The U.S. Fish and Wildlife Service proposed to protect eight species of freshwater mussels in Alabama and Florida Oct. 3 under the Endangered Species Act (ESA). At the same time it proposed to designate nearly 1,500 miles of streams and rivers as critical habitat for the species. The eight proposed mussels have been waiting in line for federal protection since 2004 and are being proposed for protection as part of a landmark legal settlement reached earlier this year between the Center for Biological Diversity and the Fish and Wildlife Service, which will expedite protection decisions for 757 imperiled species across the country.

“Freshwater mussels are an integral part of the natural and cultural heritage of the Southeast, so it’s very exciting that these eight Alabama and Florida species have been proposed for protection,” said Tierra Curry, a conservation biologist with the Center for Biological Diversity. “Endangered Species Act protection, along with critical habitat, is the best tool we have for saving species from extinction.”

Proposed for protection are the poetically named Alabama pearlshell, Choctaw bean, fuzzy pigtoe, narrow pigtoe, round ebonyshell, southern kidneyshell, southern sandshell and tapered pigtoe.
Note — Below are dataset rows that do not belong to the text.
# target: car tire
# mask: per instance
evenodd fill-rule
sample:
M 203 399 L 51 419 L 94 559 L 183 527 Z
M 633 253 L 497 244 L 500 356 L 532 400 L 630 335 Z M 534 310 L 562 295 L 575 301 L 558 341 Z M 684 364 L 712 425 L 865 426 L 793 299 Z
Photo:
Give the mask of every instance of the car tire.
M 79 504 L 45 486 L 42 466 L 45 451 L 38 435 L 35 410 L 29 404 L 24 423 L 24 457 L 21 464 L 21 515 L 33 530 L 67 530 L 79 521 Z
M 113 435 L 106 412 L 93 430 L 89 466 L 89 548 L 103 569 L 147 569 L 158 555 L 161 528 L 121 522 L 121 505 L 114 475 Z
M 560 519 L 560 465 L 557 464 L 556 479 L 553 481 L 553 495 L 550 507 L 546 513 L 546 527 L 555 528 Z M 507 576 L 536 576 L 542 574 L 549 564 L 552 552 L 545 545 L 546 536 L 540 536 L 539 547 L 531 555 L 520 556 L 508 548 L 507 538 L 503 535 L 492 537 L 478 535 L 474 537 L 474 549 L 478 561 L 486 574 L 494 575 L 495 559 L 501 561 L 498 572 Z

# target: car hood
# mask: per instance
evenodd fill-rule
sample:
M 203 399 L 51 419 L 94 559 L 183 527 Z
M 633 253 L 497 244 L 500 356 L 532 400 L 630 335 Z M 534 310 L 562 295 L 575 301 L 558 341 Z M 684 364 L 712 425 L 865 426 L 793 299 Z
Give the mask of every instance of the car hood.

They're found in the Escambia, Yellow, Choctawhatchee and Mobile River watersheds, where they are threatened by pollution and habitat degradation. Freshwater mussels filter water constantly, removing algae, bacteria and decaying matter and thereby making the water safer for humans. On the downside, they're particularly sensitive to pollution.

“Protecting these species will also protect streams that give drinking water and recreation to Southeast communities,” said Curry. “Living streams and rivers are deeply linked to the South’s rich culture and history. Helping rivers helps protect that culture.”

Freshwater mussels are the most imperiled group of organisms in the U.S. More species of freshwater mussels are found in the American Southeast than anywhere else in the world, but 75 percent of the region’s freshwater mussels are now imperiled. Last week the U.S. Fish & Wildlife Service announced it would conduct a review of 374 other southeastern freshwater species to determine if they warrant federal protection as the result of a petition filed by the Center for Biological Diversity in 2010.

The habitat that's being proposed to protect the eight mussels is in Bay, Escambia, Holmes, Jackson, Okaloosa, Santa Rosa, Walton and Washington counties, Fla.; and Barbour, Bullock, Butler, Coffee, Conecuh, Covington, Crenshaw, Dale, Escambia, Geneva, Henry, Houston, Monroe and Pike counties, Ala.